Director Joel Kefali
Joel is a local director, with a background in painting, animation and design. He was co-founder of creative studio Special Problems.
Joel’s work includes music videos for Lorde, The Naked and Famous, Flying Lotus, Zowie, David Dallas, The Mint Chicks and Flight of the Conchords.
Joel also co-wrote and co- directed Echoes, a short film produced by The Weinstein Company, which recently won Best Short Film Script at the New Zealand Film Awards.

www.joelkefali.com

Producer Amber Easby

Amber is a freelance producer, overseeing a vast amount of music videos, television and commercial campaign both locally and abroad. She has worked alongside Joel in producing music videos, most recently for Lorde, The Naked and Famous and David Dallas.

Amber also produced 43,000 Feet, the award winning short film directed by Campbell Hooper.

 

DIRECTOR’S STATEMENT

Loading Docs, for me, presented an exciting opportunity to bring to life an animation-based short documentary idea that I’ve had for a long time. I like the one to one relationship a filmmaker can have with their audience when sharing their work online. The Loading Docs format and crowd-funding approach brings this relationship full circle and allows me to share a particularly personal story within the online community.

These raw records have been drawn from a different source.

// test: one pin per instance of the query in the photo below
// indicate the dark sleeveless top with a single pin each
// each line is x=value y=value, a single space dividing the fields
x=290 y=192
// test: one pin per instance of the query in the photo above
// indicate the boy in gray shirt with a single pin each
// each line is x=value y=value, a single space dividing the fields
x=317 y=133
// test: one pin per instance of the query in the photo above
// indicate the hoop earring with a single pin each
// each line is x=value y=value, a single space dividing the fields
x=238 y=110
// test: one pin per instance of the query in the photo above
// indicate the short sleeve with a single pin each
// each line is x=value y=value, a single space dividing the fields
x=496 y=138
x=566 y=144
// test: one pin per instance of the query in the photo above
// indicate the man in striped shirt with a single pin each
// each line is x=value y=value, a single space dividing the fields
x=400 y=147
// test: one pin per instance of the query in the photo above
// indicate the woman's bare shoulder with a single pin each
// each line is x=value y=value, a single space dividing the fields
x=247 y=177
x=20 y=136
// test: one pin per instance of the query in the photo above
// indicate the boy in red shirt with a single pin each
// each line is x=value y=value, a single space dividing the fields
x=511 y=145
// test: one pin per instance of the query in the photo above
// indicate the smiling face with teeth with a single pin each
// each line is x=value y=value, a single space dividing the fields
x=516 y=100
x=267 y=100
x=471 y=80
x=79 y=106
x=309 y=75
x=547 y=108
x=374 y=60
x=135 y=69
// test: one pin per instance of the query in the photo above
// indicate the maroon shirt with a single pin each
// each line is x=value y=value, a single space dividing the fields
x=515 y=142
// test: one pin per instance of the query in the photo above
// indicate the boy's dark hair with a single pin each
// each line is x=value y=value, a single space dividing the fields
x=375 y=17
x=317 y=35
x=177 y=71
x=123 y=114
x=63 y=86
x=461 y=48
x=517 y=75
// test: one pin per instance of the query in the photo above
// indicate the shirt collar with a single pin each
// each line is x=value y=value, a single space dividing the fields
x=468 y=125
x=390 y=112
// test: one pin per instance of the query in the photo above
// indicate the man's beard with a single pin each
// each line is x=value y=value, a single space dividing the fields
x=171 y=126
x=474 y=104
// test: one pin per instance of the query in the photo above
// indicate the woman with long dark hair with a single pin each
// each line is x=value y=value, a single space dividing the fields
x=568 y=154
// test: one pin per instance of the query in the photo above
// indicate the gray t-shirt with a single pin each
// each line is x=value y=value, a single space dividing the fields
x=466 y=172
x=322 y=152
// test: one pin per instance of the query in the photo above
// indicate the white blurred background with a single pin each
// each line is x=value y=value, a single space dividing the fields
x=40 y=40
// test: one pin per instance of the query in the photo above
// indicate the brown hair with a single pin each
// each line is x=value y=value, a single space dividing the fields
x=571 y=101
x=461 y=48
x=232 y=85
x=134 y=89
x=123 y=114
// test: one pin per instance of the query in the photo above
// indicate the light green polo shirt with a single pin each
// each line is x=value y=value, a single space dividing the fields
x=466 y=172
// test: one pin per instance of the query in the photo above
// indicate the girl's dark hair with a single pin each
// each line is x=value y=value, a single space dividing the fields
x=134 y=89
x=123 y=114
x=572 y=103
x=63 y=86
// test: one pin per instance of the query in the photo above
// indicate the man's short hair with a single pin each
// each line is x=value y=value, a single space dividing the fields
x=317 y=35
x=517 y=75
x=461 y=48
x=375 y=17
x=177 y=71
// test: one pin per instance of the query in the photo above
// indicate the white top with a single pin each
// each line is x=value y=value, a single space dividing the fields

Baba is an animated interpretation of a conversation with my Grandfather. With every year that passes, my Grandfather’s accent seems to oddly get stronger, his memory in parts a little more patchy, his stories more elaborate and his history a little more mysterious.  Animation allows us to interpret his words in way that is larger than life, adding a touch of imagination, fantasy to reality. Memory is a funny thing, past events can often seem greater, more dramatic when looked back on. Beginnings and ends to eras and events can become blurry and  I think this is why animation is a fantastic medium to tell this story. Animation helps convey the subjectivity of memory and allows us to shift from present day to the past within the same frame and with a consistent visual language.